2023-02-08 04:40:27 +01:00 · 2023-02-08 04:40:27 +01:00 · c9573c04ac
parent 978cb163e6
commit c9573c04ac
1 changed files with 16 additions and 15 deletions
--- a/src/borg/_hashindex.c
+++ b/src/borg/_hashindex.c
@ -731,23 +731,23 @@ static int
 hashindex_set(HashIndex *index, const unsigned char *key, const void *value)
 {
    int start_idx;
-    int idx = hashindex_lookup(index, key, &start_idx);
+    int idx = hashindex_lookup(index, key, &start_idx);  /* if idx < 0: start_idx -> EMPTY or DELETED */
    uint8_t *ptr;
    if(idx < 0)
    {
        if(index->num_entries > index->upper_limit) {
+            /* hashtable too full, grow it! */
            if(!hashindex_resize(index, grow_size(index->num_buckets))) {
                return 0;
            }
-            start_idx = hashindex_index(index, key);
+            /* we have just built a fresh hashtable and removed all tombstones,
+             * so we only have EMPTY or USED buckets, but no DELETED ones any more.
+             */
+            idx = hashindex_lookup(index, key, &start_idx);
+            assert(idx < 0);
+            assert(BUCKET_IS_EMPTY(index, start_idx));
        }
        idx = start_idx;
-        while(!BUCKET_IS_EMPTY(index, idx) && !BUCKET_IS_DELETED(index, idx)) {
-            idx++;
-            if (idx >= index->num_buckets){
-                idx -= index->num_buckets;
-            }
-        }
        if(BUCKET_IS_EMPTY(index, idx)){
            index->num_empty--;
            if(index->num_empty < index->min_empty) {
@ -758,14 +758,15 @@ hashindex_set(HashIndex *index, const unsigned char *key, const void *value)

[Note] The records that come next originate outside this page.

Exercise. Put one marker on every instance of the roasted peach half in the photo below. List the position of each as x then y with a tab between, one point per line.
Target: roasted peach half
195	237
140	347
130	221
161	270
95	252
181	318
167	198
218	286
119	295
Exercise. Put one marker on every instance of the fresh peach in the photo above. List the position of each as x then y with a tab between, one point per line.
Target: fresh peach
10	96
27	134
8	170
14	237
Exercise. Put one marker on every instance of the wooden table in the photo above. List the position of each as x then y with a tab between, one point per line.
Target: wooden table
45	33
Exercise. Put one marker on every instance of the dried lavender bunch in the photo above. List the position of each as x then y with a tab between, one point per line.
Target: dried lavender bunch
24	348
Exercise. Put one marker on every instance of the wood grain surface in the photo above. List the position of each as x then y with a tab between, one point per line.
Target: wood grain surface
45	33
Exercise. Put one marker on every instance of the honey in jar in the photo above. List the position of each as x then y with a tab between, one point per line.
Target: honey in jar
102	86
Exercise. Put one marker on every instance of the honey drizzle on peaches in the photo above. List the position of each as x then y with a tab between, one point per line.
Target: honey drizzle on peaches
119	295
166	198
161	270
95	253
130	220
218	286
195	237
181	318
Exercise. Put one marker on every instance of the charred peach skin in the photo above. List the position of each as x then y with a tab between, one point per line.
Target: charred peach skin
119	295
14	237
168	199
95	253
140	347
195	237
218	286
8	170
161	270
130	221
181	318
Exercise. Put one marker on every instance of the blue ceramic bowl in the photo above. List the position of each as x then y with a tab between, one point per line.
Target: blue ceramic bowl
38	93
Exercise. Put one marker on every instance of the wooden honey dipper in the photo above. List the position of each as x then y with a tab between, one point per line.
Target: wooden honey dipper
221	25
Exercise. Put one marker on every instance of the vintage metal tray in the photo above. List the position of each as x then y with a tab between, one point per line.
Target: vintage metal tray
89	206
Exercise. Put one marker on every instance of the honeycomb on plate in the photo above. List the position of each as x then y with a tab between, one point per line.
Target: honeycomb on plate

                /* we have just built a fresh hashtable and removed all tombstones,
                 * so we only have EMPTY or USED buckets, but no DELETED ones any more.
                 */
-                idx = start_idx = hashindex_index(index, key);
-                while(!BUCKET_IS_EMPTY(index, idx)) {
-                    idx++;
-                    if (idx >= index->num_buckets){
-                        idx -= index->num_buckets;
-                    }
-                }
+                idx = hashindex_lookup(index, key, &start_idx);
+                assert(idx < 0);
+                assert(BUCKET_IS_EMPTY(index, start_idx));
+                idx = start_idx;
            }
+        } else if(BUCKET_IS_DELETED(index, idx)) {
+            /* as expected, nothing to do */
+        } else {
+            assert(0);  /* bucket is full, must not happen! */
        }
        ptr = BUCKET_ADDR(index, idx);
        memcpy(ptr, key, index->key_size);